Cutter’s Way is not a noir because the reality that surfaces repeatedly shows certainly very sad, pathetic and occasionally guilty people, but it also presents a serious doubt that they are truly guilty. To put this differently, the film is not noir because these characters may simply be humans, neither truly good nor evil, and the crime may have nothing to do with them. This is the central ambiguity of this film, whereas it seems very clear to me that noir depends on the idea of distinct moral values, in which indifference or neutrality are impossible. To put this differently yet again, Nietzsche would have hated noir.
Allow me to present several paradigmatic scenes that disrupt the necessary conditions of noir:
(1) Bone shows up at the bar where Cutter is holding court. Cutter goes around his group, introducing them up to the last person, a black man, who Cutter calls the “court nigger”. This immediately causes the latter visibly expresses irritation as well as that of others. A couple of black men who’d been playing pool walk over after hearing this. But Cutter does not back down. Instead, he decries the limitation of the choices allowed for a liberal in referring to blacks. When Bone suggests foul, Cutter points out that he wasn’t uncomfortable with this word when his car was stolen. Nothing happens. The moment passes.
(2) After having told his lover that he had to visit an ill friend, he eventually ends up at Cutter’s house, which is apparently where he lives part of the time, and encounters Mo, Cutter’s wife, with whom there is some kind of mutual attraction. Is Mo ill? She is either drunk or stoned, and she uses the phrase “considering …” to describe her condition, although that may be an existential condition. It may have only to do with the state of her marriage to Cutter, which is clearly unhappy on the part of both. Cutter continually comments on his preference to bed other women, such that in front of Mo he will talk with Bone about high school cheerleaders. But Mo is also merely just barely alive. She has no work and seems to generally despise Cutter, if not Bone.

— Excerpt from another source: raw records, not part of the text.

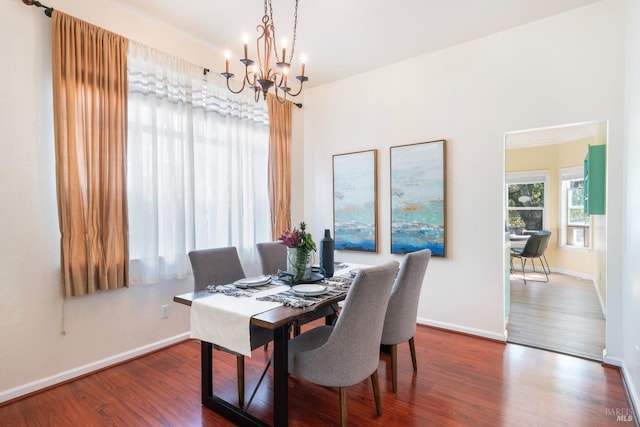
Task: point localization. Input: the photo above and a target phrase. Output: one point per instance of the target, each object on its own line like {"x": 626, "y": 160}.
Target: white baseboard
{"x": 631, "y": 391}
{"x": 464, "y": 330}
{"x": 33, "y": 386}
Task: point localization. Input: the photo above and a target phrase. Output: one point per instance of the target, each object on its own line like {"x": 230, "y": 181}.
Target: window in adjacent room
{"x": 526, "y": 201}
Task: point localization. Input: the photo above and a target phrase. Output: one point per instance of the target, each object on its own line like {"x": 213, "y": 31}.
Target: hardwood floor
{"x": 563, "y": 315}
{"x": 461, "y": 381}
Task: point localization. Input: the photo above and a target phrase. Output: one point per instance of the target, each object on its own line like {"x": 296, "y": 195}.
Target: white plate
{"x": 309, "y": 290}
{"x": 252, "y": 281}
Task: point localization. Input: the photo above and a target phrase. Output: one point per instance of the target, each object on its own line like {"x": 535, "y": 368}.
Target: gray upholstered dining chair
{"x": 273, "y": 256}
{"x": 534, "y": 248}
{"x": 220, "y": 266}
{"x": 347, "y": 353}
{"x": 402, "y": 312}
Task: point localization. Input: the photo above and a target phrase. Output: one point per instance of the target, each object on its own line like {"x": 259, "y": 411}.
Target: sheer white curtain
{"x": 197, "y": 167}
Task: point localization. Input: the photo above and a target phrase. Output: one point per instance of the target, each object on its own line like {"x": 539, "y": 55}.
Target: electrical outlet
{"x": 164, "y": 311}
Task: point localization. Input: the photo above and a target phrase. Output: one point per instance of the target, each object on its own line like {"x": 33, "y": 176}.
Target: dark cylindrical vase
{"x": 327, "y": 246}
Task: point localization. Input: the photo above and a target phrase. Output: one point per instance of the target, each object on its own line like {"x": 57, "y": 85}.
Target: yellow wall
{"x": 552, "y": 158}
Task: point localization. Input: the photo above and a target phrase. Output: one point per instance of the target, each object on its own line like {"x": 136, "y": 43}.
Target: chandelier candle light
{"x": 260, "y": 76}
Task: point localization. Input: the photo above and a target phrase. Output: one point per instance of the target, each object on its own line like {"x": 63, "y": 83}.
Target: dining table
{"x": 279, "y": 320}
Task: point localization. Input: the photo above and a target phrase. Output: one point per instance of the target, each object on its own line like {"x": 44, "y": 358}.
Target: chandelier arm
{"x": 284, "y": 98}
{"x": 298, "y": 92}
{"x": 263, "y": 74}
{"x": 229, "y": 86}
{"x": 295, "y": 32}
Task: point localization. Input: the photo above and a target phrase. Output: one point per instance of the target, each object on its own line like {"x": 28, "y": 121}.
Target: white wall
{"x": 45, "y": 339}
{"x": 565, "y": 69}
{"x": 631, "y": 247}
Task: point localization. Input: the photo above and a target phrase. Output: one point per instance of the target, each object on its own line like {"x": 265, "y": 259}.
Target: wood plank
{"x": 461, "y": 380}
{"x": 563, "y": 315}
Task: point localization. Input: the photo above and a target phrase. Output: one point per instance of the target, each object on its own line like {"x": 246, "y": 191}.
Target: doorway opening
{"x": 567, "y": 314}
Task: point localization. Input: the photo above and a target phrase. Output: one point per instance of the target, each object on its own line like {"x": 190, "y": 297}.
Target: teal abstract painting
{"x": 418, "y": 198}
{"x": 355, "y": 201}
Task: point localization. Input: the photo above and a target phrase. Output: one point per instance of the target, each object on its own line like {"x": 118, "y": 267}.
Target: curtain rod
{"x": 47, "y": 10}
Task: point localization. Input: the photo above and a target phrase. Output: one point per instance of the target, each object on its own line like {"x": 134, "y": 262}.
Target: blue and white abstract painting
{"x": 354, "y": 201}
{"x": 417, "y": 198}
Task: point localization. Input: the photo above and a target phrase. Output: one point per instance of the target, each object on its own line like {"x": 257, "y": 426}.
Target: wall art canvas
{"x": 355, "y": 203}
{"x": 418, "y": 198}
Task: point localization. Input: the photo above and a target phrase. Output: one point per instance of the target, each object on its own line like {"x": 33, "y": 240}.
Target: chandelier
{"x": 271, "y": 70}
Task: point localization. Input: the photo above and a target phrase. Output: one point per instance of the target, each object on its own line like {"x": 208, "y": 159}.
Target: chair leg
{"x": 544, "y": 258}
{"x": 344, "y": 417}
{"x": 414, "y": 359}
{"x": 394, "y": 367}
{"x": 240, "y": 367}
{"x": 376, "y": 392}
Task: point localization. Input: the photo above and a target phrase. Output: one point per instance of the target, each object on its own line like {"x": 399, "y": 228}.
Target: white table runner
{"x": 224, "y": 320}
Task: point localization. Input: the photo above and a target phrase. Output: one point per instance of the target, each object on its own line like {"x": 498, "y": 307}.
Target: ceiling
{"x": 556, "y": 135}
{"x": 342, "y": 38}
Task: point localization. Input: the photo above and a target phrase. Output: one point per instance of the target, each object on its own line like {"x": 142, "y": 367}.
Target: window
{"x": 526, "y": 201}
{"x": 197, "y": 167}
{"x": 575, "y": 223}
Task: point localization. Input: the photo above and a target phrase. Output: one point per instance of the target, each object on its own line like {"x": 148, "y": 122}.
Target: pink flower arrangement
{"x": 298, "y": 238}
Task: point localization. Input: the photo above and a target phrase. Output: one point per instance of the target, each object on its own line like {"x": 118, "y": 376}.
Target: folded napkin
{"x": 291, "y": 299}
{"x": 225, "y": 320}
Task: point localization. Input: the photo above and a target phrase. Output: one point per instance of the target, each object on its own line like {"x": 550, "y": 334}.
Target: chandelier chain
{"x": 273, "y": 31}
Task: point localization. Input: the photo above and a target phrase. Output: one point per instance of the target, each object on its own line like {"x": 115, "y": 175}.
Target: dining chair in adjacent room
{"x": 349, "y": 352}
{"x": 534, "y": 248}
{"x": 219, "y": 266}
{"x": 402, "y": 312}
{"x": 273, "y": 257}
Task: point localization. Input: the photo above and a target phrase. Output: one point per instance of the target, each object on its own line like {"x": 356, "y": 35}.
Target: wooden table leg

(3) When trying to elicit a conscience and an accomplice from Bone, Cutter discusses how, as a result of modern life, repeated experiences with, for example, the sight of dead women or children, quickly move from trauma to indignation to banality.
(4) Cutter and Mo have an extended comic dialogue about food as an alien substitute for alcohol, when she comes home with groceries.  Cutter cleverly remarks, food, isn’t that something people were forced to eat during Prohibition?
(5) Finally informed about Cutter and Valerie’s intended blackmail of Cord, Mo is furious at their stupidity and immorality, extending the web of guilt to Bone in the latter’s apathy.

So to summarize:
 (1) Noir cannot speak to the truth of prejudicial terms (the prejudicial term, in fact), such as nigger. It cannot face the ambiguity of these terms. Instead, it assumes the violence and hatred expressed in them.
(2) Death or illness cannot be uncertain, tenuous.
(3) Noir cannot thematize universal moral guilt. Noir is a genre wholly concerned with existential and, in connection therewith, moral guilt. But when noir thematizes this matter (by which I mean explicit treatment), it becomes something other than noir because it admits the existence of a worldview separate from this.
(4) Noir cannot poke fun at itself and it cannot historicize. To historicize is to recognize the distance between the present and the past. But in noir fate is sovereign, and where present and past are distinct human freedom is possible.
(5) It’s not that in noir films there are no persons who are free from existential guilt, but this freedom manifests itself in extreme apathy. When moral paragons appear, the atmosphere is disrupted.